Major automakers praised the EPA announcement that it wants to cut the amount of sulfur in fuel by two-thirds by 2017.
Find out more about the search for cleaner fuels.
“Our cleaner cars will need even cleaner fuels like those already sold across Europe and Asia, so we are pleased EPA is proposing lower-sulfur fuels,” said Gloria Bergquist, a spokeswoman for the Alliance of Automobile Manufacturers, which represents Detroit’s Big Three automakers, Toyota Motor Corp., Volkswagen AG and other automakers. “Cleaner fuels don’t disable our new technologies, and cleaner fuels provide day-one benefits to the 250 million cars on our roads — as well as every other engine using gasoline, like boats and lawnmowers.”
Carmakers need cleaner fuel in order to meet emissions reductions. The industry will spend about $200 billion to double the efficiency of the fleet by 2025 to 54.5 miles per gallon.

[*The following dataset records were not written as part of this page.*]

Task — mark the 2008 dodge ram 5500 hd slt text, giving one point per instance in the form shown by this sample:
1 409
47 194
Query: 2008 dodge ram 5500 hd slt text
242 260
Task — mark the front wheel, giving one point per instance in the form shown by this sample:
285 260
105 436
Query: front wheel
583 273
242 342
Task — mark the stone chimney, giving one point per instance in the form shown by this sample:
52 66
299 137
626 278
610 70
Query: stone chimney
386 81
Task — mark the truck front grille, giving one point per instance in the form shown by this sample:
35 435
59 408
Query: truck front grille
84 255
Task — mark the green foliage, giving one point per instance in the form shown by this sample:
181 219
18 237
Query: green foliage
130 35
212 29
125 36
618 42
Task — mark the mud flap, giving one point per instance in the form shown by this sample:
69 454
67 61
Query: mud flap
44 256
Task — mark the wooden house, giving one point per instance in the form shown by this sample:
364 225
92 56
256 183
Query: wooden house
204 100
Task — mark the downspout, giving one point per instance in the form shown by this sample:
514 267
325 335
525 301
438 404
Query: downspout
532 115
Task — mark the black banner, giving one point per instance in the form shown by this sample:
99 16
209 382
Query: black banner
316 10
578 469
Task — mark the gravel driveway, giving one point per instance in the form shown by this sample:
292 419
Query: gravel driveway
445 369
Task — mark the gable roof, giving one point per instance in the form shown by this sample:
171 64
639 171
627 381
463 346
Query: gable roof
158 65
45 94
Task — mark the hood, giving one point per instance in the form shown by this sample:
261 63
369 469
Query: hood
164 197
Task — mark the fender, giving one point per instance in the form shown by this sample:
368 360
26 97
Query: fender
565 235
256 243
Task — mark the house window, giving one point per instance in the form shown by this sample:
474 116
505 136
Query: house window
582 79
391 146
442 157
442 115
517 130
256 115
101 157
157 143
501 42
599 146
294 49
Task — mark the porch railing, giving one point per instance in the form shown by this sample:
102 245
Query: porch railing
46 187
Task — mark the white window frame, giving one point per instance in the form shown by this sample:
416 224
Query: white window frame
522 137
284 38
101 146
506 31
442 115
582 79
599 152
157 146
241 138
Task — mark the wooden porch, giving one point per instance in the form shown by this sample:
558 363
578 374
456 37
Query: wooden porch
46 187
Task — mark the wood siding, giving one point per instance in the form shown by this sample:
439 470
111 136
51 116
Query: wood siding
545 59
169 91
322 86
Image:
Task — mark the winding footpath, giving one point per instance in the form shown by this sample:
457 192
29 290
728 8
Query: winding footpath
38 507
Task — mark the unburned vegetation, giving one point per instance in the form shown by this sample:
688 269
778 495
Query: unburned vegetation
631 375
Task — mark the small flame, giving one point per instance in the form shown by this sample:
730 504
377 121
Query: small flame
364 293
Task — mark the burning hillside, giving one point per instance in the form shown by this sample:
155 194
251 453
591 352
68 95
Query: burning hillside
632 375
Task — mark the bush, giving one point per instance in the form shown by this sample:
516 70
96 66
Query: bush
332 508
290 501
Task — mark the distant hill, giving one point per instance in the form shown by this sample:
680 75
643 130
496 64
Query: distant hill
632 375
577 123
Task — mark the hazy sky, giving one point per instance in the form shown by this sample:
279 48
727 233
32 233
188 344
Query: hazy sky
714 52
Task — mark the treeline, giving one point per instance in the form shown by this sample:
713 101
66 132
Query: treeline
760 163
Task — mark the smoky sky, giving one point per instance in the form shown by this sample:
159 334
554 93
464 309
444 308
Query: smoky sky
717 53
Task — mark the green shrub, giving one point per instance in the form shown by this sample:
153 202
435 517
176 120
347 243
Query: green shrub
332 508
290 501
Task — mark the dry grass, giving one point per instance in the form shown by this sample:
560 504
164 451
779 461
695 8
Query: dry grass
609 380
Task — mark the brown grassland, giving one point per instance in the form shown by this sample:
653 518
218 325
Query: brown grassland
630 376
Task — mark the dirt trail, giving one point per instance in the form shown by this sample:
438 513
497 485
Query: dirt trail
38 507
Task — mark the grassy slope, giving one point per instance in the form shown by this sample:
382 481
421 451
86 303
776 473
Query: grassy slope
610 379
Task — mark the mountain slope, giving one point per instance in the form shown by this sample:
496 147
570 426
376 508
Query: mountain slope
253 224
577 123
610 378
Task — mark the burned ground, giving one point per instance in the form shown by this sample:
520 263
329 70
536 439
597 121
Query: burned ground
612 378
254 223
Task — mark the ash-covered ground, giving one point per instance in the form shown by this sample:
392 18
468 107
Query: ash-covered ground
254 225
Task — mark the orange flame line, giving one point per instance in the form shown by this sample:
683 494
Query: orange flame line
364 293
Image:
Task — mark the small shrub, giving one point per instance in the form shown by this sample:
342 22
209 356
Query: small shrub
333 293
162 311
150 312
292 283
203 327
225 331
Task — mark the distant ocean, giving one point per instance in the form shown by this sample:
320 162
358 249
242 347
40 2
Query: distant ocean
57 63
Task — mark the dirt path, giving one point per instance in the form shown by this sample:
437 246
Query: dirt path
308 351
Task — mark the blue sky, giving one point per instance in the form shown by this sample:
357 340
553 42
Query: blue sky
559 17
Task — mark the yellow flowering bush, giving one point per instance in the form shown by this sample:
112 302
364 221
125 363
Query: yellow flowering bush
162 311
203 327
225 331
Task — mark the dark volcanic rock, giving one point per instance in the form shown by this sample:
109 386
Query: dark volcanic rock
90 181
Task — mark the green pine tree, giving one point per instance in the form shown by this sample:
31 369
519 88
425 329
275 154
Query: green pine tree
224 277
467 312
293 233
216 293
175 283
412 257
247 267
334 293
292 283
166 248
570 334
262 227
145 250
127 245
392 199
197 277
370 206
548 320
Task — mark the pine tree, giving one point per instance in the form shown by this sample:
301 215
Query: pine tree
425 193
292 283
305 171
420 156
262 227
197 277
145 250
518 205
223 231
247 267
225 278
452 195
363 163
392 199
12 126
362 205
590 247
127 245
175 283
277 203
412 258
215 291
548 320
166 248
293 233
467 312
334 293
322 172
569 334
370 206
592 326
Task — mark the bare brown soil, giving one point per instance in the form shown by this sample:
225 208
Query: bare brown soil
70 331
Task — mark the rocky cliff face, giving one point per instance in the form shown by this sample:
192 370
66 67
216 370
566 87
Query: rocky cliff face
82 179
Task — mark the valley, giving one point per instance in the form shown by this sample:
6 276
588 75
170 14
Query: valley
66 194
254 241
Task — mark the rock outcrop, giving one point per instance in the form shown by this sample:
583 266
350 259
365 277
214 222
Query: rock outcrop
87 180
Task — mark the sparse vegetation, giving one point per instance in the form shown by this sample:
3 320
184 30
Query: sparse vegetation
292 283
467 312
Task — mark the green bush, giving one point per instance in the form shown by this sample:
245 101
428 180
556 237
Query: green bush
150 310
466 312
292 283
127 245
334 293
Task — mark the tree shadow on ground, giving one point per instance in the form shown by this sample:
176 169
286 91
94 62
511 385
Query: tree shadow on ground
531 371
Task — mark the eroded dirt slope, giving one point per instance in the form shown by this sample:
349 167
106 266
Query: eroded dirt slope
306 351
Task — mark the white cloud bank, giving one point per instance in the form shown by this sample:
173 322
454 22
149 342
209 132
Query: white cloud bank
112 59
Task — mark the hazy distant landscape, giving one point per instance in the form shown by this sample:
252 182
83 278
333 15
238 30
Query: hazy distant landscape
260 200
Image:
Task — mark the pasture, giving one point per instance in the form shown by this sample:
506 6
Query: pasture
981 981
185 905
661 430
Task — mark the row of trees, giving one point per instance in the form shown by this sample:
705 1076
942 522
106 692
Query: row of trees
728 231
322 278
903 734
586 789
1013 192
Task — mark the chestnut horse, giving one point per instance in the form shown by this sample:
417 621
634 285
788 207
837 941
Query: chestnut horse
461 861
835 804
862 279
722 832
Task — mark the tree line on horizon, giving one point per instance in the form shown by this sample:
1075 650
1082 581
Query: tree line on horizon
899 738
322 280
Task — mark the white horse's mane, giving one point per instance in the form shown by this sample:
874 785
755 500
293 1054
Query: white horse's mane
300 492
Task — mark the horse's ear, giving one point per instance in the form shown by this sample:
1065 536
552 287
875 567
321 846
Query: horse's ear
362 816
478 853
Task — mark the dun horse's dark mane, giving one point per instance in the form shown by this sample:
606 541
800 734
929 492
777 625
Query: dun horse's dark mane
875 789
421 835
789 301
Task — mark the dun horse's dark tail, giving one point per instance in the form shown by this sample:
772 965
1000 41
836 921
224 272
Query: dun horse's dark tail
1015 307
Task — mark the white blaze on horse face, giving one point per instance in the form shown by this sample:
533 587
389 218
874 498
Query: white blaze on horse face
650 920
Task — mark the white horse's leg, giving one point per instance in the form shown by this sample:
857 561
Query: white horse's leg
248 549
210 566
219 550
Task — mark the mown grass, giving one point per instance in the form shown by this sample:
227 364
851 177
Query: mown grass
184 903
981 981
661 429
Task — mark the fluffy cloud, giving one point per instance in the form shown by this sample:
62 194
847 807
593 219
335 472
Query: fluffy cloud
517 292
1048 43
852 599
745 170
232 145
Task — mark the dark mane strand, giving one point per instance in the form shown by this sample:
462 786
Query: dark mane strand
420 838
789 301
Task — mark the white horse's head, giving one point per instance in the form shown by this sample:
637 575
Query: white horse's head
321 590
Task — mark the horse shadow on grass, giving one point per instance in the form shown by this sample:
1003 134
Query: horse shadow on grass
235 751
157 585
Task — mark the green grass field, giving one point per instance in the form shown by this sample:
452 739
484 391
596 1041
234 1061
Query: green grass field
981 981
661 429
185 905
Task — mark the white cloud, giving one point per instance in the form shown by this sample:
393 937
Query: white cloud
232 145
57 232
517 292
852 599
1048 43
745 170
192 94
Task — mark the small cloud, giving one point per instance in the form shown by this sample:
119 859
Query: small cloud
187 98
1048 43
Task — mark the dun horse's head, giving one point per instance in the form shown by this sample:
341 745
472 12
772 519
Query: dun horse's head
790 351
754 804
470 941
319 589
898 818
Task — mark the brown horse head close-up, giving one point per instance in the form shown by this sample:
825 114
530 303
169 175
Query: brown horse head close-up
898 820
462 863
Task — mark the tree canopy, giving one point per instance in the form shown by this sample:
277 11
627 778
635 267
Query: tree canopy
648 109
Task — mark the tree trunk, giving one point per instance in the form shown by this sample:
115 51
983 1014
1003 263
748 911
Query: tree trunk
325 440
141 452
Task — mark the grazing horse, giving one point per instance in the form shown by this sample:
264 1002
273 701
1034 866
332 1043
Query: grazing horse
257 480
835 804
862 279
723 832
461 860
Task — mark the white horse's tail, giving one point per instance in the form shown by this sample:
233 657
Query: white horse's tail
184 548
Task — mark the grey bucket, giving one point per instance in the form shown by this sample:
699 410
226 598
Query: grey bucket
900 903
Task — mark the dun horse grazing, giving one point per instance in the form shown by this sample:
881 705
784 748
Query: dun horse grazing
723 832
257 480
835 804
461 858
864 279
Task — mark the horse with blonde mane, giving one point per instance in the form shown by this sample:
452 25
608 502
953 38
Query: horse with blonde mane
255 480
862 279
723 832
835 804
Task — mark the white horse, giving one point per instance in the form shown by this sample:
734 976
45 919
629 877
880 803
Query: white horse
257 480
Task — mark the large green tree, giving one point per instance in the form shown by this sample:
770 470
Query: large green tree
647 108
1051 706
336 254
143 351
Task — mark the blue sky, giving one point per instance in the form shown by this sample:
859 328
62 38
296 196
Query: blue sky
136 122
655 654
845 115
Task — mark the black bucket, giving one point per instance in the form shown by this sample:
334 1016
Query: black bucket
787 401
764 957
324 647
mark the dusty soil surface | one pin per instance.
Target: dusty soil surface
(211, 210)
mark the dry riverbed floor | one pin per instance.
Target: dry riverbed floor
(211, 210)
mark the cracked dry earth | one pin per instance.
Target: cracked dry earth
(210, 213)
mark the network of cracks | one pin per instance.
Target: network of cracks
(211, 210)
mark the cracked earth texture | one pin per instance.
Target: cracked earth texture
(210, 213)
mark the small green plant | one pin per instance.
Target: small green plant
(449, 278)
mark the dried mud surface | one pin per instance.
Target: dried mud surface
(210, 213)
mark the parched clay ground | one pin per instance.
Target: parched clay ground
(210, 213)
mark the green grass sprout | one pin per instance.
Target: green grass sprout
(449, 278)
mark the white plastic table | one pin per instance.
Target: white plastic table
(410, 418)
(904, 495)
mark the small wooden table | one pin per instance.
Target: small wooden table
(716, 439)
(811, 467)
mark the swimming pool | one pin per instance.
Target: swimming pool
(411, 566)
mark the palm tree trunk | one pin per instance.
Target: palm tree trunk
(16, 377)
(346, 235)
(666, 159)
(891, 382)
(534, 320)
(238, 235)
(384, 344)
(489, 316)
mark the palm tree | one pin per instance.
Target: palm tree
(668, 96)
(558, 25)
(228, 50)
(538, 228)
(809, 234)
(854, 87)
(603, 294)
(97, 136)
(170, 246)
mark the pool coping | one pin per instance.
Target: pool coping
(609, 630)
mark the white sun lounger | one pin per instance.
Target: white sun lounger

The catalytic converter is the primary emissions control device on automobiles. When working correctly, they virtually eliminate smog-forming emissions. But over time, sulfur in gasoline reduces the ability of the catalytic converter to do its job.
In 1999, the EPA reduced allowable sulfur in gasoline from 300 parts per million to 30 ppm. California, the European Union, Japan and South Korea require fuel with sulfur levels of 10 ppm or less. The EPA said its proposal will prevent up to 2,400 premature deaths per year, as well as 23,000 cases of respiratory ailments in children. Total health-related benefits in 2030 will be between $8 billion and $23 billion annually, EPA estimates.